Second, it is necessary to improve data capacity and automate tax processes. Enterprises should standardize information about product codes, tax rates, partners and documents to unify the entire system. Electronic invoices need to be configurated to warn of common errors, while connecting data between accountants, banks and warehouses to detect errors early. In the long term, it is advisable to invest in integrated management software with a tax risk warning function, making compliance more proactive.
Third, human development and compliance culture are core factors. The accounting and tax department needs to be regularly trained in policies and declaration procedures. Business leaders need to monitor compliance with effective indicators such as error rate or processing time, while encouraging the spirit of transparency - proactively asking and saving replies from tax authorities instead of handling them based on personal experience.
Fourth, businesses need to increase access to information and cooperation with tax authorities.
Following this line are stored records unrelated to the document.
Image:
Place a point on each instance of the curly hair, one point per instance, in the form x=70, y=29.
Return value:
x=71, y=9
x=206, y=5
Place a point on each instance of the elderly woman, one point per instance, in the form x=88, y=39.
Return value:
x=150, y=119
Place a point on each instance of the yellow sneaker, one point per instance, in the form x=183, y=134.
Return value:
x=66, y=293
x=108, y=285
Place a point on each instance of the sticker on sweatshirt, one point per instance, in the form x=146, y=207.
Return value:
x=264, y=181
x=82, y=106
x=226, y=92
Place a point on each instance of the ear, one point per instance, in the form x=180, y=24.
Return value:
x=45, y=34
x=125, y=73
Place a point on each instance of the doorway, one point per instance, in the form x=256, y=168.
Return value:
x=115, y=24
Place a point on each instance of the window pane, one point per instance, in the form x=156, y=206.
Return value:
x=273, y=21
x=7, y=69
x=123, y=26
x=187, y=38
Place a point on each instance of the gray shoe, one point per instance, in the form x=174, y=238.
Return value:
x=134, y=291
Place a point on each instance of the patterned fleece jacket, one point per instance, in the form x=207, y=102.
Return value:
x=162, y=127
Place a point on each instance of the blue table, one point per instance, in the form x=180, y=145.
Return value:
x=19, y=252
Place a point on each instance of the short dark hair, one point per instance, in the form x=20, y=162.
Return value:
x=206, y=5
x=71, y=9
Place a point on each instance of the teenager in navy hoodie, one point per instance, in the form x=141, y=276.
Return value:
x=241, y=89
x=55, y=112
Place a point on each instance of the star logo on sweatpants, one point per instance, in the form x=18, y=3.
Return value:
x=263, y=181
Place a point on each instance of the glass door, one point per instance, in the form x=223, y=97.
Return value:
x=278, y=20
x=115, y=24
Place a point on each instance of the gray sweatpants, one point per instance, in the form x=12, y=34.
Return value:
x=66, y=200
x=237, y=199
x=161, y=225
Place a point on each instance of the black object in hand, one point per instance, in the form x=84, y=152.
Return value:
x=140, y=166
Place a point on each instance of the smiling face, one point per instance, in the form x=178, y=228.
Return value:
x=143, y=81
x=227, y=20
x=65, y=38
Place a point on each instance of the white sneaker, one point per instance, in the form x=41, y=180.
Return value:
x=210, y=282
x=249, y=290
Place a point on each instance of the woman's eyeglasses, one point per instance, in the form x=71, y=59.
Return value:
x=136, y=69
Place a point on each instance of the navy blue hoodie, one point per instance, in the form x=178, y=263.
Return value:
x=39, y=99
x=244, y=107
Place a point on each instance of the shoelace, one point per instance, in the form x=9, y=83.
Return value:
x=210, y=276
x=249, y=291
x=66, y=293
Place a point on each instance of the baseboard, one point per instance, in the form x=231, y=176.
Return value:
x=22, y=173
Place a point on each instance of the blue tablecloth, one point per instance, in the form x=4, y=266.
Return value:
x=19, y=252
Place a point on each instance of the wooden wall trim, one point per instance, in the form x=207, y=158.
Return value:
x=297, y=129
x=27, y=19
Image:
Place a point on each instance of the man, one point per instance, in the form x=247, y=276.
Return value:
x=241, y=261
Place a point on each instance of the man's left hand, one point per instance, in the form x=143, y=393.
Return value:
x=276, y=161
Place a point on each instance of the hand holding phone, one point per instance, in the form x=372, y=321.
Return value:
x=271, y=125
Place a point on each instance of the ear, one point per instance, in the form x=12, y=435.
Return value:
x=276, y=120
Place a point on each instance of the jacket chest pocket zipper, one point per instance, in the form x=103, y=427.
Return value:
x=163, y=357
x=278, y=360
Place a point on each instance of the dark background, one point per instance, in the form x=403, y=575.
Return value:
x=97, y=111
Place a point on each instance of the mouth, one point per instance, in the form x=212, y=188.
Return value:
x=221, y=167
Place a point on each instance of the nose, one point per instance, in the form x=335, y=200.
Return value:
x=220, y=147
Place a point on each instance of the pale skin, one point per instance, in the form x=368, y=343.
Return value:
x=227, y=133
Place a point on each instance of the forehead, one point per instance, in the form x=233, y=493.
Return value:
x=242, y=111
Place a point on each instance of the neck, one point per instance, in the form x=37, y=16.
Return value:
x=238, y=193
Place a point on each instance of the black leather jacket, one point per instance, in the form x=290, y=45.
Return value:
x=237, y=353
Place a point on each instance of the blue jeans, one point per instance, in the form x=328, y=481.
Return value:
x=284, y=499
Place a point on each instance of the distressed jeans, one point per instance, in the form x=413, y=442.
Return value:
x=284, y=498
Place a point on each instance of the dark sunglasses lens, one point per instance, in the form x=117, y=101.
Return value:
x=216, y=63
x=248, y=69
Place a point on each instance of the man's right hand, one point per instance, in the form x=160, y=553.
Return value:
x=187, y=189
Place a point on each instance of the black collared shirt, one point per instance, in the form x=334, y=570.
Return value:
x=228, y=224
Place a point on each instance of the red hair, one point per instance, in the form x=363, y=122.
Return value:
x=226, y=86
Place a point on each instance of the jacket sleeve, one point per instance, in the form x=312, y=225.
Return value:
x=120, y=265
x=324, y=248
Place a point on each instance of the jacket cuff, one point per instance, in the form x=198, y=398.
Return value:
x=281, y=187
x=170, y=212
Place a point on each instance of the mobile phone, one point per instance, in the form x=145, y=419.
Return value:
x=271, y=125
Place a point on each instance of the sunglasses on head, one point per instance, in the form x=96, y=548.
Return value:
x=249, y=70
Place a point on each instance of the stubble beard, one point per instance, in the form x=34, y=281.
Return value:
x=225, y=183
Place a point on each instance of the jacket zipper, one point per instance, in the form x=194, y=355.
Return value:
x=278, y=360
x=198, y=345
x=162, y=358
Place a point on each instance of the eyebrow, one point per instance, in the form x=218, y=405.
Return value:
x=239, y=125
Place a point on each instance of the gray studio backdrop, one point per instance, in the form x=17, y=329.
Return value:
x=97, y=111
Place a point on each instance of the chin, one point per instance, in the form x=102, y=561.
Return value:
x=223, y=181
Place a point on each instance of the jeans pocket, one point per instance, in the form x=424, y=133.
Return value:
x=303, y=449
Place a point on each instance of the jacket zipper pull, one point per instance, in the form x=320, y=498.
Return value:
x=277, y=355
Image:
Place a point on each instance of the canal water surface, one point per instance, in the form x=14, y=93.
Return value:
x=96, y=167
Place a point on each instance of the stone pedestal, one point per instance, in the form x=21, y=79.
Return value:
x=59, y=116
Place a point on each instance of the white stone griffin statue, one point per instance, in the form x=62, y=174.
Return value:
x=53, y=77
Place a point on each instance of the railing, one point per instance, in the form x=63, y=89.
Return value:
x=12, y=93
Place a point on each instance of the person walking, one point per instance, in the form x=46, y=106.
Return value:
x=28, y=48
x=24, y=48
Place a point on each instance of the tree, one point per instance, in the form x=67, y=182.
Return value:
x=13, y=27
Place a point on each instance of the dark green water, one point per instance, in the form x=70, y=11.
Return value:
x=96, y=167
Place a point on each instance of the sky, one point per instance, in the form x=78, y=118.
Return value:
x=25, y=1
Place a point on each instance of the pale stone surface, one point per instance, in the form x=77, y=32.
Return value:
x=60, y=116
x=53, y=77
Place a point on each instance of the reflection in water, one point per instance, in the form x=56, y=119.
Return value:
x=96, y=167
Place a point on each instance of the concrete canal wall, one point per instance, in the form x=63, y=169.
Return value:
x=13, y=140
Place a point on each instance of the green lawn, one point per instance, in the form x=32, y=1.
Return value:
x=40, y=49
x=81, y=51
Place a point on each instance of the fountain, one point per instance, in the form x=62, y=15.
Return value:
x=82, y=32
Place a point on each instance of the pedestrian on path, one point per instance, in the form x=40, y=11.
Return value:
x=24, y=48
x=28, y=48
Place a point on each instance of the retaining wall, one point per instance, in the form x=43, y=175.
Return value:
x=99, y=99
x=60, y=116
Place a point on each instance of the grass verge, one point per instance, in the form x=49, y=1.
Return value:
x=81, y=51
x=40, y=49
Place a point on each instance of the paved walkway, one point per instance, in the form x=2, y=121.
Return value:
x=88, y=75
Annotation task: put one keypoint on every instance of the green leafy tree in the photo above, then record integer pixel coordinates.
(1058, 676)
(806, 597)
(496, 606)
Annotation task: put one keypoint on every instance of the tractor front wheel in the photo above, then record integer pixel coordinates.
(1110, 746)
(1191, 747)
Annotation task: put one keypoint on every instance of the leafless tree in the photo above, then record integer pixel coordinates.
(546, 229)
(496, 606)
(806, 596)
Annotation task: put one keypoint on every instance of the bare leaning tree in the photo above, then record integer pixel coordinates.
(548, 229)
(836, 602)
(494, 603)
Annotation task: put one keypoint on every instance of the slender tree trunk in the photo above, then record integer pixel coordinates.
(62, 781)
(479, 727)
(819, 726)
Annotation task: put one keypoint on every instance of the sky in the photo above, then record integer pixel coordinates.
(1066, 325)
Participating in dialogues, seminars or consultations with experts helps update policies, reduce the risk of violations and build trust with management agencies.
Finally, business leaders need to consider tax as part of strategic governance, seriously investing in systems, human resources and technology. When the mindset of " proactive adherence" is based on the leader, compliance capacity will be sustainably strengthened, contributing to enhancing the reputation and transparency of the business.